A Review of Human-Object Interaction Detection
Yuxiao Wang, Yu Lei, Li Cui, Weiying Xue, Qi Liu, Zhenao Wei
TL;DR
This survey addresses image-based HOI detection by formalizing the problem as predicting triplets $<$human, object, interaction$>$ and reviewing the landscape of datasets and architectures. It contrasts two-stage pipelines, which separate object/human detection from interaction classification, with one-stage, end-to-end methods that predict HOI triplets directly, and highlights emerging techniques such as zero-shot learning, weakly supervised learning, and large-language-model–driven representations. The compilation includes performance insights on standard benchmarks and discusses key challenges, including long-tail verb-object distributions, annotation costs, and the need for richer contextual information. The authors propose future directions, such as expanding dataset diversity, leveraging transfer learning, and developing more effective multi-task and context-aware HOI models to improve generalization and real-world applicability.
Abstract
Human-object interaction (HOI) detection plays a key role in high-level visual understanding, facilitating a deep comprehension of human activities.

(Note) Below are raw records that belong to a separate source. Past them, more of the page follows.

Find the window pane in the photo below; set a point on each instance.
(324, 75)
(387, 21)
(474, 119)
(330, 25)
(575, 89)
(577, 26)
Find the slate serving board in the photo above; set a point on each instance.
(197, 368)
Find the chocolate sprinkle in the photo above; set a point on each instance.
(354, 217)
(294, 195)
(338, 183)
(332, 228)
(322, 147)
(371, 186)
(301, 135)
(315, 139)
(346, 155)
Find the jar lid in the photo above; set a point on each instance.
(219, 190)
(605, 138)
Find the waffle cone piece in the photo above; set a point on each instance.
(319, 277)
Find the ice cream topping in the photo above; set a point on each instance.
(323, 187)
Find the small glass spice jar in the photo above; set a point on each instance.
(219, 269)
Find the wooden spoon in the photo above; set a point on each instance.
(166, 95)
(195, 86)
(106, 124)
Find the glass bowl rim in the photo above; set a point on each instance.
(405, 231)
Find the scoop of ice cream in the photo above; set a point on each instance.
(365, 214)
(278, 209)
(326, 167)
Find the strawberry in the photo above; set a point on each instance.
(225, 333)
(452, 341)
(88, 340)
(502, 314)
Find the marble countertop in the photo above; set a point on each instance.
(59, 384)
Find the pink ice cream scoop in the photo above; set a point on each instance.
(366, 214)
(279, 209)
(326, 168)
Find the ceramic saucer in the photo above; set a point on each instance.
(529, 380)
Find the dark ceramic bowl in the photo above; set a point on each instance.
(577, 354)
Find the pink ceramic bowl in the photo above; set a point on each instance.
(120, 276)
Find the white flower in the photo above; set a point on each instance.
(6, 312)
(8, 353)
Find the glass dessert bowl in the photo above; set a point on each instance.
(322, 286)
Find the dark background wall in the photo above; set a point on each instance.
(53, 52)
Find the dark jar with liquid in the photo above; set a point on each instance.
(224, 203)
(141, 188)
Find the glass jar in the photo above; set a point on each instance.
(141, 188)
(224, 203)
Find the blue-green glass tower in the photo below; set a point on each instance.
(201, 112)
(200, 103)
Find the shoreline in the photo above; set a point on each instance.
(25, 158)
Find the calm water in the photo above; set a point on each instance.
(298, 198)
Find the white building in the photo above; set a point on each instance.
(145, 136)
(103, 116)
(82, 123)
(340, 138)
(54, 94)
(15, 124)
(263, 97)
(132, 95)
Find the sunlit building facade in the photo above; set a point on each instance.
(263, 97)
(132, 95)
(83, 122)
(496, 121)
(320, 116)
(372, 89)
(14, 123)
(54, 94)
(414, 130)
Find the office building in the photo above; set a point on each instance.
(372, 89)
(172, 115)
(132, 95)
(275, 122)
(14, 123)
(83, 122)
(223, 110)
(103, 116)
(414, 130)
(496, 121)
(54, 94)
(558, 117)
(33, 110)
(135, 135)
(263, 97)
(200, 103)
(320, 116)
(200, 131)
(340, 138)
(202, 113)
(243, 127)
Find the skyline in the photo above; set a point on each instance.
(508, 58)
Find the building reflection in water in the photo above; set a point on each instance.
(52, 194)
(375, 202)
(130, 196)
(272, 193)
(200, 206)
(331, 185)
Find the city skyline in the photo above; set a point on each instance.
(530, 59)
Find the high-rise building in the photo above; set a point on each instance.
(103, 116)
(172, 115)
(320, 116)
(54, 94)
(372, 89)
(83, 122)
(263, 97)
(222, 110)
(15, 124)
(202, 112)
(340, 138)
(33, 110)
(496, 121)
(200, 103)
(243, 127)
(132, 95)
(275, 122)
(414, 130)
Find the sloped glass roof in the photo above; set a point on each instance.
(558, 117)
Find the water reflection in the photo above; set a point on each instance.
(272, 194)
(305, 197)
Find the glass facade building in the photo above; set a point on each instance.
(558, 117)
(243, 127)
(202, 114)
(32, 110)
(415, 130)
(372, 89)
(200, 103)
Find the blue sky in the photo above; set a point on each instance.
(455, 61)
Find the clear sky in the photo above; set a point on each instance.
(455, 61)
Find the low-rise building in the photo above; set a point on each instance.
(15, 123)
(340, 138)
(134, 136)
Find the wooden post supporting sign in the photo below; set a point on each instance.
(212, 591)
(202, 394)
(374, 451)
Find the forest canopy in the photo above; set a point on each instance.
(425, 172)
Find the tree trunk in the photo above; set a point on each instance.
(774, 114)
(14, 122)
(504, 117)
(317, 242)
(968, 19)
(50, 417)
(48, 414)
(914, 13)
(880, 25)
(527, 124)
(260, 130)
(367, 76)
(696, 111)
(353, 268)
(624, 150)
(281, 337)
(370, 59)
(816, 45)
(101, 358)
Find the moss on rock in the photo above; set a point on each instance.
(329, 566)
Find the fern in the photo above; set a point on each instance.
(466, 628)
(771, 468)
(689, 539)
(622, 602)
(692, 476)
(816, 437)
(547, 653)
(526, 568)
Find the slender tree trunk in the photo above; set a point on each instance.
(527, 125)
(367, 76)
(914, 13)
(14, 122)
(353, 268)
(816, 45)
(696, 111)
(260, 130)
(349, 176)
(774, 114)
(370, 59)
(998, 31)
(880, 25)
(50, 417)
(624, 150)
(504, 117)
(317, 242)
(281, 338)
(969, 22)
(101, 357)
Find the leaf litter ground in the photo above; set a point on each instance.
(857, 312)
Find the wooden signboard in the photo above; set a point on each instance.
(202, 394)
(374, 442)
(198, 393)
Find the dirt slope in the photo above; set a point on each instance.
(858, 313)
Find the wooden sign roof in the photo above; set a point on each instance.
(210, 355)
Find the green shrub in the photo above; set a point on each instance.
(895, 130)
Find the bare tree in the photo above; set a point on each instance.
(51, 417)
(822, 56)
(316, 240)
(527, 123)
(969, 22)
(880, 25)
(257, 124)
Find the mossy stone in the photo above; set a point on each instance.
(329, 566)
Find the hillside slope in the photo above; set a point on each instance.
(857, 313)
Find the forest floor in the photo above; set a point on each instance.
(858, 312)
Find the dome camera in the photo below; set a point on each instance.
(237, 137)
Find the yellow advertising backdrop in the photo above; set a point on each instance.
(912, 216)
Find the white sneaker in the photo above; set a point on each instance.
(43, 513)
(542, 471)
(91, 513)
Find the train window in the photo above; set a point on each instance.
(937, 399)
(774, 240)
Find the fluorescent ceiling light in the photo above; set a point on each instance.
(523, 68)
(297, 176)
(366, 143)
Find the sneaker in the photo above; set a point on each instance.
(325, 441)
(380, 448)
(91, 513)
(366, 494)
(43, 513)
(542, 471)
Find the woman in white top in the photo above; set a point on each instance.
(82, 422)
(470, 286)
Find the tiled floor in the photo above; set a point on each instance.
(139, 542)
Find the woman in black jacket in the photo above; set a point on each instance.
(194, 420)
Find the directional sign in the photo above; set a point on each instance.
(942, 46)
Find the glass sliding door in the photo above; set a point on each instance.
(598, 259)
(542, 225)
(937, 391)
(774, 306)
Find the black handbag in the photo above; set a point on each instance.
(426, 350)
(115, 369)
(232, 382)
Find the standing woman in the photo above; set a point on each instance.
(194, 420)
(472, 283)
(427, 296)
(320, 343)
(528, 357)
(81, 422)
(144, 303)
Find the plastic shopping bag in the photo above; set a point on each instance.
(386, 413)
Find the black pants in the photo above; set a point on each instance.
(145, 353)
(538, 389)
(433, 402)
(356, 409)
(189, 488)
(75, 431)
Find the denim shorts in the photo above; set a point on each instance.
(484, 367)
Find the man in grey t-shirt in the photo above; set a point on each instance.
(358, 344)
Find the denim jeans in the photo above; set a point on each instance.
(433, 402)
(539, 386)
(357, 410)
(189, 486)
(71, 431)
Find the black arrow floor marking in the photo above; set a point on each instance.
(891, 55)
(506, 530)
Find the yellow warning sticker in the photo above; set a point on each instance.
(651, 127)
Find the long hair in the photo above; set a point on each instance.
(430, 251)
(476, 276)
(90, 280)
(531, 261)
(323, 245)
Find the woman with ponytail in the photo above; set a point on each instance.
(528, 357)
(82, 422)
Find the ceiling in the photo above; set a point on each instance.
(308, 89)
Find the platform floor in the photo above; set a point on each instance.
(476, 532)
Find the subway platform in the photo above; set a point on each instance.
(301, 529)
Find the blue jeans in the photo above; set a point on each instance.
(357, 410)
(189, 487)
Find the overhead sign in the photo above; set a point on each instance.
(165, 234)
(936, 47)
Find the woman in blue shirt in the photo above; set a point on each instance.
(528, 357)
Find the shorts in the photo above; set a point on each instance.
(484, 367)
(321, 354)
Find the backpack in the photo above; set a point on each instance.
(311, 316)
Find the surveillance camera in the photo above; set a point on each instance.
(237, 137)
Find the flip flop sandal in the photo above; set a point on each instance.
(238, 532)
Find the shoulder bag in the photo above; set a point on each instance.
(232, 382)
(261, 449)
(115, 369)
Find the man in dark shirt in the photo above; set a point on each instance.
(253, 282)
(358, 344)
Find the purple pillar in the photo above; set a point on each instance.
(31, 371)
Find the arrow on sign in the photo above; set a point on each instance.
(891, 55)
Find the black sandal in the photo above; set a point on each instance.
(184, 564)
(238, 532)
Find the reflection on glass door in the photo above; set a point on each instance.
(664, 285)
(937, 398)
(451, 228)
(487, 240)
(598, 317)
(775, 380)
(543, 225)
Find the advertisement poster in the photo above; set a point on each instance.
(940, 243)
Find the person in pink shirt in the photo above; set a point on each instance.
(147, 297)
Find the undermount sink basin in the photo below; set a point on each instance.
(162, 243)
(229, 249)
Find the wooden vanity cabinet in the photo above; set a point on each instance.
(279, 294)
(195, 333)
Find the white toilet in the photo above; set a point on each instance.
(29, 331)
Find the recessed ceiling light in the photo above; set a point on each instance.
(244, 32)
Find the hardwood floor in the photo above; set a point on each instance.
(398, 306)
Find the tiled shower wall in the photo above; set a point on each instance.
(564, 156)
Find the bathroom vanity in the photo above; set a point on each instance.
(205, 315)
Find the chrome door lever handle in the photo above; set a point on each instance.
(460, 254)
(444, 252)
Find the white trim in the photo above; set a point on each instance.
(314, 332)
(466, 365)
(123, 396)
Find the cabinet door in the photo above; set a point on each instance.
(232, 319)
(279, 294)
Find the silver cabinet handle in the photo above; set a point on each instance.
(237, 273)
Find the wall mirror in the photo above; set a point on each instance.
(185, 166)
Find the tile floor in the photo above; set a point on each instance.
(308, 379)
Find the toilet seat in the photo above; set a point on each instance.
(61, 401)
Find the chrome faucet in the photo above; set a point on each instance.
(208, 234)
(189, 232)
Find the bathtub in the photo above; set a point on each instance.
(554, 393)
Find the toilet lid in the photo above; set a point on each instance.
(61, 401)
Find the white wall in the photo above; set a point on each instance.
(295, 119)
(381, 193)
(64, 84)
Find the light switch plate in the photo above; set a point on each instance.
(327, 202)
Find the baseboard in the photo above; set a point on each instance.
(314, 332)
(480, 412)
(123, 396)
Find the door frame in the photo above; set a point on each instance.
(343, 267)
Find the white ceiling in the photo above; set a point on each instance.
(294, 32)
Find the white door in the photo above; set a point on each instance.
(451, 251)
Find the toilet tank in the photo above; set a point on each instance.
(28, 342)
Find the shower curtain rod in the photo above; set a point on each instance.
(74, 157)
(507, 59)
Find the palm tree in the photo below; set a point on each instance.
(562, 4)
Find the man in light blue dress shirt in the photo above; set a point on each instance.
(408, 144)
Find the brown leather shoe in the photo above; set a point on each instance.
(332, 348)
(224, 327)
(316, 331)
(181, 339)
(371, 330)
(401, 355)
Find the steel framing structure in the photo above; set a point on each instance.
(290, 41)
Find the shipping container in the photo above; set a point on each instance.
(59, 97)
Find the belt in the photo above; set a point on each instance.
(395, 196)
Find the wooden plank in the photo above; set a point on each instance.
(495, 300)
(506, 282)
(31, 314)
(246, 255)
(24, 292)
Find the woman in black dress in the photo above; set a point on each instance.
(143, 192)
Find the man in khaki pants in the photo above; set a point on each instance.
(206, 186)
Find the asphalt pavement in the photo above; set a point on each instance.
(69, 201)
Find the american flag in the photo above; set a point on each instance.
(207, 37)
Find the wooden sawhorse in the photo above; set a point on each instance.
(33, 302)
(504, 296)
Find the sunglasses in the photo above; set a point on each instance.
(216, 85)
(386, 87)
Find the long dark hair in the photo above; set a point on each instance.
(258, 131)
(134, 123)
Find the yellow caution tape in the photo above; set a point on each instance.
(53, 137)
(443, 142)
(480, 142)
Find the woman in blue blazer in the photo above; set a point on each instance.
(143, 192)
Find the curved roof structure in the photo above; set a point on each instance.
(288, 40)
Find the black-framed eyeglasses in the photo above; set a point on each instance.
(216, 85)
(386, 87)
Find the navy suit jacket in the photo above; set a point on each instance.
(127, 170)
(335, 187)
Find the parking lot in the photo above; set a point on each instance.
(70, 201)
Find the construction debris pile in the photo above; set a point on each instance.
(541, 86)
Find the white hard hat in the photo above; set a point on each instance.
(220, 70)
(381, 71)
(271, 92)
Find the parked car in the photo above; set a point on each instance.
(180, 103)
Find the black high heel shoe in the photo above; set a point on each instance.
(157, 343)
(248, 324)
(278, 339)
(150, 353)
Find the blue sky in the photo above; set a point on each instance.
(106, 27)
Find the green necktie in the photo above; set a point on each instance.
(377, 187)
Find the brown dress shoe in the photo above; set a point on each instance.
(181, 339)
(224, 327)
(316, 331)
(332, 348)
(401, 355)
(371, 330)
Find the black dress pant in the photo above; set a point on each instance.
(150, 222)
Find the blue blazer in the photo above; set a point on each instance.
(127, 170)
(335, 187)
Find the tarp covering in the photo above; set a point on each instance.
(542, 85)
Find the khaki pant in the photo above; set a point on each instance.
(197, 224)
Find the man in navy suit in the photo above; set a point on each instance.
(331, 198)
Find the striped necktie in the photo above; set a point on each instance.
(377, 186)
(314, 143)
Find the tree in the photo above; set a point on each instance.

Specifically, HOI detection aims to locate the humans and objects involved in interactions within images or videos and classify the specific interactions between them. The success of this task is influenced by several key factors, including the accurate localization of human and object instances, as well as the correct classification of object categories and interaction relationships. This paper systematically summarizes and discusses the recent work in image-based HOI detection. First, the mainstream datasets involved in HOI relationship detection are introduced. Furthermore, starting with two-stage methods and end-to-end one-stage detection approaches, this paper comprehensively discusses the current developments in image-based HOI detection, analyzing the strengths and weaknesses of these two methods. Additionally, the advancements of zero-shot learning, weakly supervised learning, and the application of large-scale language models in HOI detection are discussed. Finally, the current challenges in HOI detection are outlined, and potential research directions and future trends are explored.